Debt consolidating loans bad credit
One of the biggest pitfalls of debt consolidation is the risk of running up new debt before the consolidated debt is paid off.
When you finish paying off credit cards with a consolidation loan, don’t be tempted to use the credit cards with their newly free credit limits. You may have heard that doing so could hurt your credit score, and it might.
They may simplify your payment without significantly lowering your cost of debt.
A great way to consolidate debt, especially if you have bad credit, is to enroll in a debt management program, which we’ll discuss in a moment.
The truth is that having any debt means you are financially beholden to a creditor and you can’t put your money in your own pocket until your obligation is met.
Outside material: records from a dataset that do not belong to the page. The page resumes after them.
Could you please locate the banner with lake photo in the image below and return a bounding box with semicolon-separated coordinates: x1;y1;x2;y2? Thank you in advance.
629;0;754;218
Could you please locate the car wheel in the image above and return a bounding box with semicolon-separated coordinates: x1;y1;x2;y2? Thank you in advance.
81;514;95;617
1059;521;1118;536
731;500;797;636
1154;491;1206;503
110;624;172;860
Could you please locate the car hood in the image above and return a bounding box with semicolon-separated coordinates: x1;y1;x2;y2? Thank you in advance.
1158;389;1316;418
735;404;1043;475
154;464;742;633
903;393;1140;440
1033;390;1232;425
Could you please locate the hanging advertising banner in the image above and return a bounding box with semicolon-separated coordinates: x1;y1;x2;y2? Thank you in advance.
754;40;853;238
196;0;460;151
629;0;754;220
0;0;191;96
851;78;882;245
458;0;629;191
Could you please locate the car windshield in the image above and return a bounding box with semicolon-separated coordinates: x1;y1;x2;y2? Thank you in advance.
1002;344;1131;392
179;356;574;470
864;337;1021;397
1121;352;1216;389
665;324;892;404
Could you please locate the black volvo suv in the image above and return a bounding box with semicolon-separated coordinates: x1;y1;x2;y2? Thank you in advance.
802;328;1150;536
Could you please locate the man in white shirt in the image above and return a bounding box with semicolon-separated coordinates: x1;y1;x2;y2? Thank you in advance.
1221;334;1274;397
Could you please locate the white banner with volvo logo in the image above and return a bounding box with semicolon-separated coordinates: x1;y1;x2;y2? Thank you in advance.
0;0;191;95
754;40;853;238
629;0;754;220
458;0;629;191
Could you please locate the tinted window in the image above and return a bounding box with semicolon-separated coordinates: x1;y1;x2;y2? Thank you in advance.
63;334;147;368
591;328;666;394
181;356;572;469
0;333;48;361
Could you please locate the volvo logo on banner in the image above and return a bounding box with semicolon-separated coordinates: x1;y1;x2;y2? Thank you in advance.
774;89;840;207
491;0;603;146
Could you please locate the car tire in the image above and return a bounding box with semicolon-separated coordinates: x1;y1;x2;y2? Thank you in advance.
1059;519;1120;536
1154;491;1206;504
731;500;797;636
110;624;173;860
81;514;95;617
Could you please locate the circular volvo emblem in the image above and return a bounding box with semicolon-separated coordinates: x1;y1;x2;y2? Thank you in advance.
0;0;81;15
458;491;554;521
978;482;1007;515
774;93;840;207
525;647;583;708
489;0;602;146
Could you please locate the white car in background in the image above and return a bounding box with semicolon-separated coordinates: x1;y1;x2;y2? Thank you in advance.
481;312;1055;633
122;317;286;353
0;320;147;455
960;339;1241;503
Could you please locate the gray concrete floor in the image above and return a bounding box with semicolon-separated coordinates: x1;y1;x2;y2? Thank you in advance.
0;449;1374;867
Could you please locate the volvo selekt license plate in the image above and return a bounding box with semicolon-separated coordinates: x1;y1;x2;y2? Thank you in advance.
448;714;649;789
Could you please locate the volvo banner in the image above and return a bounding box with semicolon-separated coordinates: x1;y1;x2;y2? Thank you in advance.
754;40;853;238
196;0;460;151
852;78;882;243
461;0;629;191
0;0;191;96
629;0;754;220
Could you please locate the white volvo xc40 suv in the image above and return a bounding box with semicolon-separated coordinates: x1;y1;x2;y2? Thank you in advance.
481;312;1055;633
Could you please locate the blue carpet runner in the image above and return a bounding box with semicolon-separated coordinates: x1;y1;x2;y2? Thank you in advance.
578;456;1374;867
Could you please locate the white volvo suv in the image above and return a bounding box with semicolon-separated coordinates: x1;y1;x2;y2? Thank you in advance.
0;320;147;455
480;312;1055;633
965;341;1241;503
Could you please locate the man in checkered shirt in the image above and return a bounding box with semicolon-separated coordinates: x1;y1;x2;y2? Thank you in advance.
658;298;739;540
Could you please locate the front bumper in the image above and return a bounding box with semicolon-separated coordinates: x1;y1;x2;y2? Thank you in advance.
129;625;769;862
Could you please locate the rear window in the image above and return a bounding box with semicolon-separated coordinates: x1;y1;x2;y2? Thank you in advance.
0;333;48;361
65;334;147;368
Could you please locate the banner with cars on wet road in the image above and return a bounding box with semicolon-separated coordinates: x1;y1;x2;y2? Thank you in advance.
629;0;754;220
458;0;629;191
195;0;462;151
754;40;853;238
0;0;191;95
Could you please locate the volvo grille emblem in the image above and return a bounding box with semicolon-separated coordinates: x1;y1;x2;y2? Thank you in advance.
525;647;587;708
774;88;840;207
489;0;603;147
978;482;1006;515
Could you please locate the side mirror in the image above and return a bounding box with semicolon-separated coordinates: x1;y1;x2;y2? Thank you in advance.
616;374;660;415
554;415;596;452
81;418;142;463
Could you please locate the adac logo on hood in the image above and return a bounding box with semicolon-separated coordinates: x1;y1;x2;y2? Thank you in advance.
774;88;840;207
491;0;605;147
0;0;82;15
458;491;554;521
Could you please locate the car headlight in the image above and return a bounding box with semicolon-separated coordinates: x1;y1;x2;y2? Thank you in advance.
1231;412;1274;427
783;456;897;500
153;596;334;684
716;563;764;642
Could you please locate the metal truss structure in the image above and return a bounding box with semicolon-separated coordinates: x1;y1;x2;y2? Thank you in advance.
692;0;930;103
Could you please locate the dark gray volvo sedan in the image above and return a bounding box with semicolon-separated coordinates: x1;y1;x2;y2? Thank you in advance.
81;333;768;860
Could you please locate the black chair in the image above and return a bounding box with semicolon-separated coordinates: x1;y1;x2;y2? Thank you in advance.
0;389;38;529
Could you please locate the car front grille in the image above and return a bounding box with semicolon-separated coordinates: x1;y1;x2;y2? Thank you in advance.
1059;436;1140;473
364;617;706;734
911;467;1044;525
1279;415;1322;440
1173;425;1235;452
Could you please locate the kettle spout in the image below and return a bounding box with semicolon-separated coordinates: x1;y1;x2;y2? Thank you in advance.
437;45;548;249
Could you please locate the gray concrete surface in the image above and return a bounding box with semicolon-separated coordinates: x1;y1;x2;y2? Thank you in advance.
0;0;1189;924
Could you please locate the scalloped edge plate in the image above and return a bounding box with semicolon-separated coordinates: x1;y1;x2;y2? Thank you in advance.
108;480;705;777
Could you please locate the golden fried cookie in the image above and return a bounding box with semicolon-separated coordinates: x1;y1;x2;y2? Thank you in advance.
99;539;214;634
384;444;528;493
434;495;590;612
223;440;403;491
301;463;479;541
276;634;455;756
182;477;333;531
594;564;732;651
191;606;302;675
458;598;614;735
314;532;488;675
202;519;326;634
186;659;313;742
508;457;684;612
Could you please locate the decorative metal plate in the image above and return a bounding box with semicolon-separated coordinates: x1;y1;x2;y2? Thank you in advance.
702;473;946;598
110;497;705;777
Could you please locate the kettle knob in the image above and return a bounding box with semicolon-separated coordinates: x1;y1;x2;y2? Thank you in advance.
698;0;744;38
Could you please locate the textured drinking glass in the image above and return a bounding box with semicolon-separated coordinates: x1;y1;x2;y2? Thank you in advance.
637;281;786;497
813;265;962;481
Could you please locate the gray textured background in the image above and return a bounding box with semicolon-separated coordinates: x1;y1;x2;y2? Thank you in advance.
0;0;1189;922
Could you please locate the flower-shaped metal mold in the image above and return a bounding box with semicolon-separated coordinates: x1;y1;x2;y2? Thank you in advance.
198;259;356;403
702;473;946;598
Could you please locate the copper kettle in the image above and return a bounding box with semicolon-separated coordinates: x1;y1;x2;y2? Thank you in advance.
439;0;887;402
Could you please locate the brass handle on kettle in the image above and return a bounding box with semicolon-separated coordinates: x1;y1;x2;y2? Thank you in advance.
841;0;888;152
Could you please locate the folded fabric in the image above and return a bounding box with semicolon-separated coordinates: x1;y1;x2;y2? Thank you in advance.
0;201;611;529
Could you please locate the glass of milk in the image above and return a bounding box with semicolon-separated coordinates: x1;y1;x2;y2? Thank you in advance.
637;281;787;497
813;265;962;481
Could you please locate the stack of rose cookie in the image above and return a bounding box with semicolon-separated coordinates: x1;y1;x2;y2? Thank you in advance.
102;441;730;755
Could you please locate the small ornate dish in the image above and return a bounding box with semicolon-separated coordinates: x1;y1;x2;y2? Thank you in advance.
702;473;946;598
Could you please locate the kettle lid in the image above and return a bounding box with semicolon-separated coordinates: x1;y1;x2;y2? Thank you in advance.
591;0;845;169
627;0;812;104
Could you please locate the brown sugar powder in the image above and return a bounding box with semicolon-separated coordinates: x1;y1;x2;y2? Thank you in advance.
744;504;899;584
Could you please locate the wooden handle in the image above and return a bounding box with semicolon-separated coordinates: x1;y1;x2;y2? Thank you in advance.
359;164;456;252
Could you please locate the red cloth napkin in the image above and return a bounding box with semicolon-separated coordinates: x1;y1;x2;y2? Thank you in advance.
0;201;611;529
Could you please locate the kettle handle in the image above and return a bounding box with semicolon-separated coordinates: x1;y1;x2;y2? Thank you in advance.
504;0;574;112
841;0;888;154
The best debt consolidation solution is one that simplifies your financial life or lowers your cost of debt, or both.If you want to pay off debt fast, the best way is a two-pronged approach: Debt consolidation means taking out one new loan large enough to repay some or all of your outstanding debt.You get the money, pay off your accounts, and then make a single monthly payment to pay off the new debt.At that point, the delinquency stops affecting your credit. Your credit suffers tremendously in the meantime, and since you’re still legally obligated to pay the debt, a debt collector can pursue you until the statute of limitations runs out in the state where you live.
Which strategy will ultimately be the best choice for you depends on your own circumstances, and we can’t tell you what to do.
In reality, credit card debt forgiveness is rare and tricky, and can be very costly. Then you have to convince your creditors that you don’t have the means to repay your debt and your situation isn’t likely to change.